Pensioni di agosto 2026: rimborsi e trattenute nel cedolino

Scopri tutto sui rimborsi e le trattenute del cedolino pensione di agosto 2026, incluse le tempistiche e le modalità di pagamento.

Cedolino pensione agosto 2026

In Breve

Quando verranno accreditati i rimborsi pensionistici di agosto 2026?
I rimborsi saranno accreditati il 1° agosto per Poste Italiane e il 3 agosto per le banche.
Quali sono le tempistiche per i rimborsi del modello 730?
Chi ha inviato il 730 entro maggio riceverà il rimborso ad agosto, mentre chi l'ha inviato a giugno lo riceverà a settembre.
Cosa succede se non si comunicano i redditi all'INPS?
In caso di mancata comunicazione, sarà applicata una trattenuta del 5% e l'INPS potrà revocare la prestazione.

Il cedolino della pensione di agosto 2026 presenta importanti novità per i pensionati italiani, in particolare riguardo ai rimborsi e alle trattenute Irpef derivanti dalla liquidazione del modello 730/2026. Questi rimborsi si applicano ai pensionati che hanno designato l’INPS come sostituto d’imposta.

La movimentazione dei rimborsi è in linea con le risultanze contabili trasmesse dall’Agenzia delle Entrate entro il 30 giugno 2026. I pagamenti seguiranno un calendario distinto: gli accrediti presso Poste Italiane sono previsti per il 1° agosto, mentre quelli su conto bancario il 3 agosto, a causa del fatto che il 1° agosto cade di sabato.

I pensionati che riscuotono in contanti presso gli sportelli postali potranno ritirare importi netti fino a 1.000 euro; per somme superiori, si applicano le disposizioni bancarie vigenti.

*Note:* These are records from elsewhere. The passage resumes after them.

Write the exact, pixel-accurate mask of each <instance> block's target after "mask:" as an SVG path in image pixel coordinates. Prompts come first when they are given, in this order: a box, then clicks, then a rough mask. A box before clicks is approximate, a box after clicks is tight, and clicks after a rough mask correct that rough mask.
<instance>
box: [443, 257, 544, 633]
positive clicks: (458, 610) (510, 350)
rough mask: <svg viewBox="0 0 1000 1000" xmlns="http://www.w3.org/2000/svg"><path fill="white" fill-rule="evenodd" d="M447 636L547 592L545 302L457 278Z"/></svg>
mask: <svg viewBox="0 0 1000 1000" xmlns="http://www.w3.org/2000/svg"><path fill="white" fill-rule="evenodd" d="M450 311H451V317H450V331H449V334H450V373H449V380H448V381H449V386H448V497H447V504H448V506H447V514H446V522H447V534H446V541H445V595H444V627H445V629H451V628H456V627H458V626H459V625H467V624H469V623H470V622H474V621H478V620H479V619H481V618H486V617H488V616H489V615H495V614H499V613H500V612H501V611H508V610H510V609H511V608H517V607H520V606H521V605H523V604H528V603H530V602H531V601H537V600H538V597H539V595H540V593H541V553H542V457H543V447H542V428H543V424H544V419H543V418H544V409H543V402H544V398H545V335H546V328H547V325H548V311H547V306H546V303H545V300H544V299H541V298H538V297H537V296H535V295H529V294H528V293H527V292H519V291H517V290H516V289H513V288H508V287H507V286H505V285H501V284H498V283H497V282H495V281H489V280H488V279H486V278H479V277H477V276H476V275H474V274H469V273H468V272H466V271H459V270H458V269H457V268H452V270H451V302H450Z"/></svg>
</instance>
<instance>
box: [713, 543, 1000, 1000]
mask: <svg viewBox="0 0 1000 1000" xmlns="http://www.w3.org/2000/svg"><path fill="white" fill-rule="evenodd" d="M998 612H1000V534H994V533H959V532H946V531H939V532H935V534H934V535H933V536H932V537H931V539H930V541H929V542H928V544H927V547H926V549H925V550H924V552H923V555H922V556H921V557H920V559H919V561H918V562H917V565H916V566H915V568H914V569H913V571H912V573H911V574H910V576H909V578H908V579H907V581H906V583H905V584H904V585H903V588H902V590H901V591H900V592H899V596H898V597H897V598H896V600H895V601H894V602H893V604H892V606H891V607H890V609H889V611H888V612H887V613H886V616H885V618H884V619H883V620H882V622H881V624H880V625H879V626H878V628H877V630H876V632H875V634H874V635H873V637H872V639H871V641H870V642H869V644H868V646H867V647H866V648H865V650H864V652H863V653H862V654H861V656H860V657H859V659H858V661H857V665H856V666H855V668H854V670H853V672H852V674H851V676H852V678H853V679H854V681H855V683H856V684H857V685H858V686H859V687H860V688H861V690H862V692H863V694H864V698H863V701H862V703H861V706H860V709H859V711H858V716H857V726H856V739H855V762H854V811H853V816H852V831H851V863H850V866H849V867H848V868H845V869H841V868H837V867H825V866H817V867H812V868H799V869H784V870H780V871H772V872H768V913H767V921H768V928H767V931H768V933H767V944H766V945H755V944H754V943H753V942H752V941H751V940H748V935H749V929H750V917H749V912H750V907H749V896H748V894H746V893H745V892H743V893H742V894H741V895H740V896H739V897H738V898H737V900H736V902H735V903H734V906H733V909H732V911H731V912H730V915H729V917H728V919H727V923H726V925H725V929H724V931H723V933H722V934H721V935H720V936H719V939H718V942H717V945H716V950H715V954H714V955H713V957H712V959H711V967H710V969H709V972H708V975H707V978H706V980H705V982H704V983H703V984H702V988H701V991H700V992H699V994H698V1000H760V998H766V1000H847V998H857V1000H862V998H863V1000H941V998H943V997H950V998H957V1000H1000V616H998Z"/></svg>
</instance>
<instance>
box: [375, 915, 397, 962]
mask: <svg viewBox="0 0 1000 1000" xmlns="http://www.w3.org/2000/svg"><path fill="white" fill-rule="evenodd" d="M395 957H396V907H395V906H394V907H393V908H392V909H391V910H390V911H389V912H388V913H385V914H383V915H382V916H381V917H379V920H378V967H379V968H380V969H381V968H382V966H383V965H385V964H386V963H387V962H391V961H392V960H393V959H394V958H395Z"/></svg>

La tempistica dei rimborsi varia in base al mese di invio della dichiarazione. Coloro che hanno trasmesso il 730 entro maggio 2026 possono aspettarsi di ricevere il credito sul cedolino di agosto. Chi ha inviato la dichiarazione a giugno, invece, dovrebbe riceverlo a settembre, mentre per invii successivi il rimborso avverrà nel mese successivo alla ricezione del prospetto da parte dell’INPS.

Per i pensionati con trattamenti fino a 18.000 euro lordi annui, se dal 730 emerge un debito superiore a 100 euro, il recupero sarà rateizzato tra maggio e novembre 2026, con l’obiettivo di completare il recupero entro novembre.

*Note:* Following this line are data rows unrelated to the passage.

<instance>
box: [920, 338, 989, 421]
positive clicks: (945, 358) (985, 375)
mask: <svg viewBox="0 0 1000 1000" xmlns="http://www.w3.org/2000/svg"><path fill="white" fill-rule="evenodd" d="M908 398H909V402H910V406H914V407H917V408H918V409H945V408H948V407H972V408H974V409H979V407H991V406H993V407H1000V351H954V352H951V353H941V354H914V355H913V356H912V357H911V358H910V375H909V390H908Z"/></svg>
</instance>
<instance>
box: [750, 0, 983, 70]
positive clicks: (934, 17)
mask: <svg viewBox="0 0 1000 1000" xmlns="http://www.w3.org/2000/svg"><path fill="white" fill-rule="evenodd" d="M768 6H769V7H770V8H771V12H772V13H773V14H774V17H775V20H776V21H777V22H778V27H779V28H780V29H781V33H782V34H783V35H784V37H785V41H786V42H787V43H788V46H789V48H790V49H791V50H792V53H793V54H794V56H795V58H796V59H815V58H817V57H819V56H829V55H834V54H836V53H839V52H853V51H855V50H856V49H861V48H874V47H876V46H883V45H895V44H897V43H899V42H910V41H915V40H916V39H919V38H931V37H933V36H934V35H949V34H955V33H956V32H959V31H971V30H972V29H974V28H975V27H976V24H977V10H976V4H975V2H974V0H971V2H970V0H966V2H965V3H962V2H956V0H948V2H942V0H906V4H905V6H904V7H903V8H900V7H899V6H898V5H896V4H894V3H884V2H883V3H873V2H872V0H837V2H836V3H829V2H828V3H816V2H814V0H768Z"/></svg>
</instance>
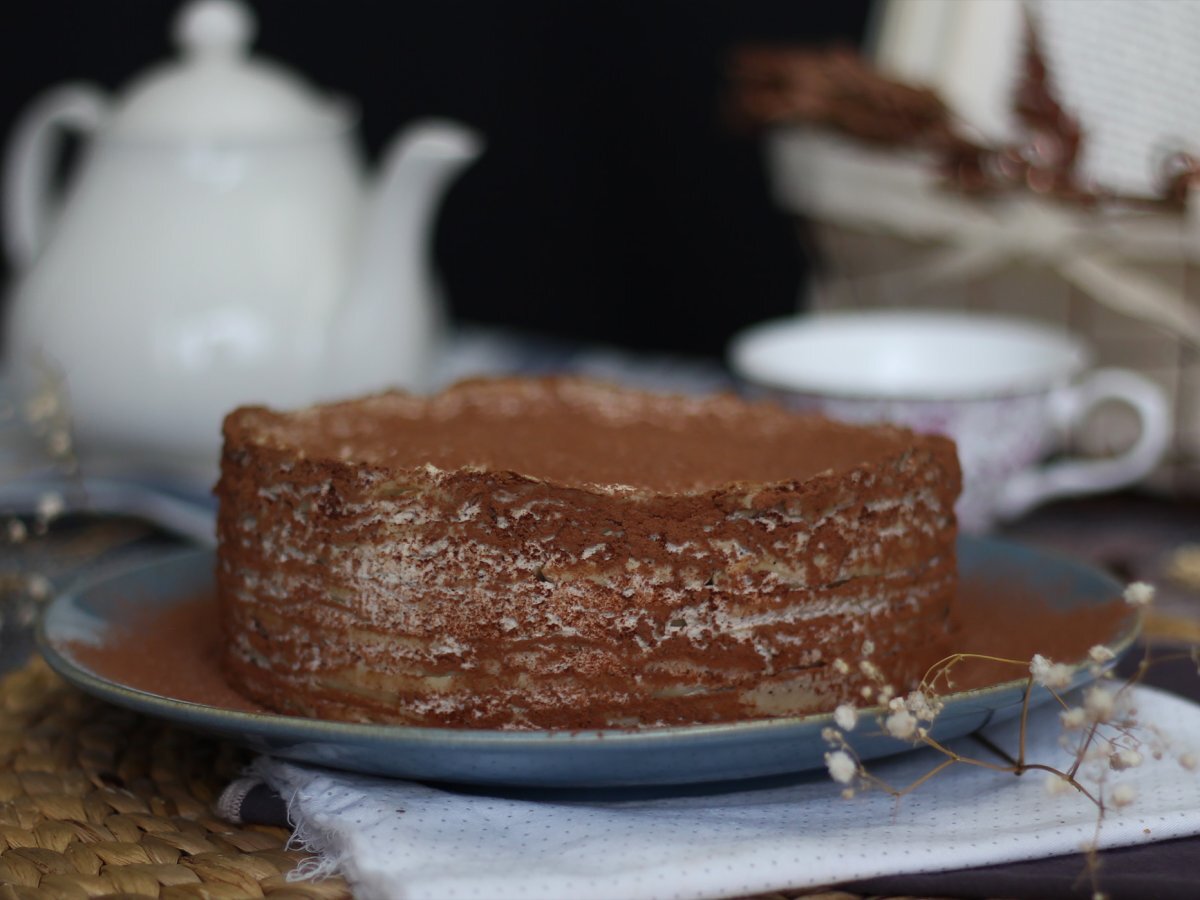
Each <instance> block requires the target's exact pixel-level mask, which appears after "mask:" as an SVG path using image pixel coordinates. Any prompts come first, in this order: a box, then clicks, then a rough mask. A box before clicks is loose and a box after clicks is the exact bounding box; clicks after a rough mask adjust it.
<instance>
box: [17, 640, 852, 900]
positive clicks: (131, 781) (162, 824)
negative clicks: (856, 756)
mask: <svg viewBox="0 0 1200 900" xmlns="http://www.w3.org/2000/svg"><path fill="white" fill-rule="evenodd" d="M248 761H250V754H248V751H245V750H241V749H239V748H235V746H233V745H232V744H228V743H226V742H221V740H216V739H210V738H204V737H200V736H197V734H194V733H192V732H187V731H182V730H179V728H175V727H172V726H169V725H164V724H162V722H158V721H155V720H154V719H149V718H146V716H143V715H139V714H137V713H132V712H128V710H125V709H120V708H118V707H114V706H110V704H108V703H104V702H102V701H98V700H94V698H92V697H89V696H86V695H85V694H83V692H80V691H78V690H77V689H74V688H72V686H70V685H68V684H66V683H65V682H62V680H61V679H60V678H59V677H58V676H56V674H54V673H53V672H52V671H50V670H49V667H48V666H47V665H46V664H44V662H43V661H42V660H41V659H37V658H35V659H34V660H32V661H30V662H29V664H28V665H26V666H25V667H24V668H20V670H17V671H14V672H11V673H8V674H7V676H5V677H4V678H2V679H0V900H10V899H18V898H19V899H20V900H26V899H28V900H32V899H34V898H64V899H70V900H74V899H76V898H94V896H158V898H193V899H194V898H211V899H212V900H234V898H256V896H270V898H272V900H289V899H295V900H326V899H328V900H332V899H334V898H348V896H350V892H349V888H348V887H347V884H346V882H344V881H343V880H342V878H326V880H323V881H317V882H312V881H306V882H302V883H293V882H289V881H287V872H289V871H292V870H293V869H295V866H296V865H298V864H299V863H300V862H302V860H304V859H305V857H306V854H305V853H304V852H300V851H292V850H286V848H284V846H286V844H287V840H288V836H289V833H288V830H287V829H284V828H277V827H270V826H253V824H250V826H242V824H233V823H230V822H227V821H223V820H221V818H218V817H217V816H216V815H215V814H214V811H212V804H214V803H215V800H216V798H217V796H218V794H220V793H221V791H222V790H223V788H224V786H226V785H228V784H229V782H230V781H232V780H233V779H234V778H236V775H238V774H239V773H240V772H241V770H242V768H244V767H245V766H246V763H247V762H248ZM797 896H804V898H806V899H808V900H852V899H853V896H854V895H852V894H846V893H842V892H838V890H815V892H814V890H799V892H786V893H773V894H763V895H760V896H758V898H756V899H755V900H785V898H788V899H790V898H797Z"/></svg>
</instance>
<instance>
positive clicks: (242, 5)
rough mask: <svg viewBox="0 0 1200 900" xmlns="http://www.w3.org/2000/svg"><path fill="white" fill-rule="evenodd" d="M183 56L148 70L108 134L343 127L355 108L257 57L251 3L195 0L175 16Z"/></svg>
mask: <svg viewBox="0 0 1200 900" xmlns="http://www.w3.org/2000/svg"><path fill="white" fill-rule="evenodd" d="M172 26H173V37H174V40H175V43H176V46H178V47H179V48H180V56H181V59H176V60H170V61H168V62H166V64H163V65H160V66H156V67H154V68H151V70H150V71H148V72H145V73H144V74H143V76H142V77H140V78H138V79H136V80H134V82H133V84H131V85H130V88H128V90H127V91H126V92H125V95H124V96H122V97H120V98H119V101H118V103H116V104H115V107H114V112H113V116H112V120H110V121H109V132H110V133H113V134H116V136H120V137H136V138H139V139H144V138H161V139H168V140H244V139H257V138H264V137H275V138H280V137H284V138H299V137H305V136H310V134H329V133H341V132H342V131H343V130H344V128H346V127H347V124H348V122H349V121H350V112H349V110H348V109H347V108H346V107H343V106H340V104H336V103H332V102H330V101H328V100H326V98H325V97H323V96H322V95H319V94H317V92H314V91H313V90H312V89H311V88H310V86H308V84H307V83H306V82H305V80H304V79H301V78H299V77H298V76H295V74H293V73H292V72H290V71H288V70H287V68H283V67H282V66H280V65H276V64H275V62H271V61H270V60H264V59H260V58H258V56H256V55H254V54H253V53H252V52H251V42H252V41H253V37H254V32H256V31H257V25H256V18H254V14H253V12H252V11H251V8H250V7H248V6H247V5H246V4H244V2H241V1H240V0H191V1H190V2H187V4H186V5H185V6H184V7H182V10H180V12H179V14H178V16H176V17H175V18H174V20H173V23H172Z"/></svg>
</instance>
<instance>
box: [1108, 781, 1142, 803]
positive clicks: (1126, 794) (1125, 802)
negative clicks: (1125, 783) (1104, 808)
mask: <svg viewBox="0 0 1200 900" xmlns="http://www.w3.org/2000/svg"><path fill="white" fill-rule="evenodd" d="M1109 799H1110V800H1112V805H1114V806H1128V805H1129V804H1130V803H1133V802H1134V800H1135V799H1138V791H1135V790H1134V786H1133V785H1117V786H1116V787H1114V788H1112V793H1111V794H1109Z"/></svg>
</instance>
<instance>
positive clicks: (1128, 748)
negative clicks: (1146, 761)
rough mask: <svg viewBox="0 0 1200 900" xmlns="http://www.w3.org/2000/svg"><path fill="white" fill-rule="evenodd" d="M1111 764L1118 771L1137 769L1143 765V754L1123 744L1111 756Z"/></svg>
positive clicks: (1111, 767)
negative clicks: (1131, 769)
mask: <svg viewBox="0 0 1200 900" xmlns="http://www.w3.org/2000/svg"><path fill="white" fill-rule="evenodd" d="M1109 766H1110V767H1111V768H1114V769H1116V770H1117V772H1123V770H1124V769H1135V768H1138V767H1139V766H1141V754H1139V752H1138V751H1136V750H1133V749H1130V748H1126V746H1122V748H1121V749H1118V750H1117V751H1116V752H1114V754H1112V756H1110V757H1109Z"/></svg>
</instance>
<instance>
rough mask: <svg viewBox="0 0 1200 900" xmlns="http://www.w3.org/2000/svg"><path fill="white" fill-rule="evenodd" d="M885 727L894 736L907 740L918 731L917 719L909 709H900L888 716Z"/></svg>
mask: <svg viewBox="0 0 1200 900" xmlns="http://www.w3.org/2000/svg"><path fill="white" fill-rule="evenodd" d="M883 727H884V728H886V730H887V732H888V734H890V736H892V737H894V738H900V739H901V740H907V739H908V738H911V737H912V736H913V734H916V733H917V719H916V718H913V715H912V713H910V712H908V710H907V709H898V710H896V712H894V713H893V714H892V715H889V716H888V718H887V720H886V721H884V722H883Z"/></svg>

Va notato che i pensionati che non hanno indicato un sostituto d’imposta o che hanno scelto il rimborso diretto non vedranno il credito transitare sul cedolino; in questo caso, l’Agenzia delle Entrate provvederà al pagamento direttamente tramite bonifico sul conto indicato.

In aggiunta, sulle mensilità di agosto e settembre 2026 è prevista una trattenuta del 5% sull’importo lordo corrisposto a luglio 2026 per le prestazioni collegate al reddito, nei casi di mancata comunicazione dei redditi relativi all’anno 2022. I destinatari di queste prestazioni hanno ricevuto una comunicazione di sollecito nell’area personale MyINPS e, dove necessario, anche via PEC o email.

I titolari di prestazioni collegate al reddito hanno tempo fino al 15 settembre 2026 per presentare la domanda di ricostituzione reddituale e fornire le informazioni richieste. In assenza di comunicazione, l’INPS procederà alla revoca della prestazione e al recupero delle somme indebitamente erogate, in conformità alla normativa vigente.

Per ulteriori dettagli sull’importo spettante e sulle risultanze della liquidazione, i pensionati possono consultare il servizio online “Cedolino pensione”, il nuovo modello ObisM e il servizio “Assistenza fiscale” sul sito INPS e sull’app INPS Mobile. L’accesso a questi servizi richiede SPID di livello 2 o superiore, Carta d’Identità Elettronica o Carta Nazionale dei Servizi, poiché il PIN tradizionale non è più attivo dal 2020, salvo per i cittadini residenti all’estero privi di documento di riconoscimento italiano.

Infine, l’assetto operativo dell’INPS prevede la gestione di trattenute e rimborsi su due mensilità consecutive, con la possibilità di apportare correzioni entro il termine del 15 settembre 2026.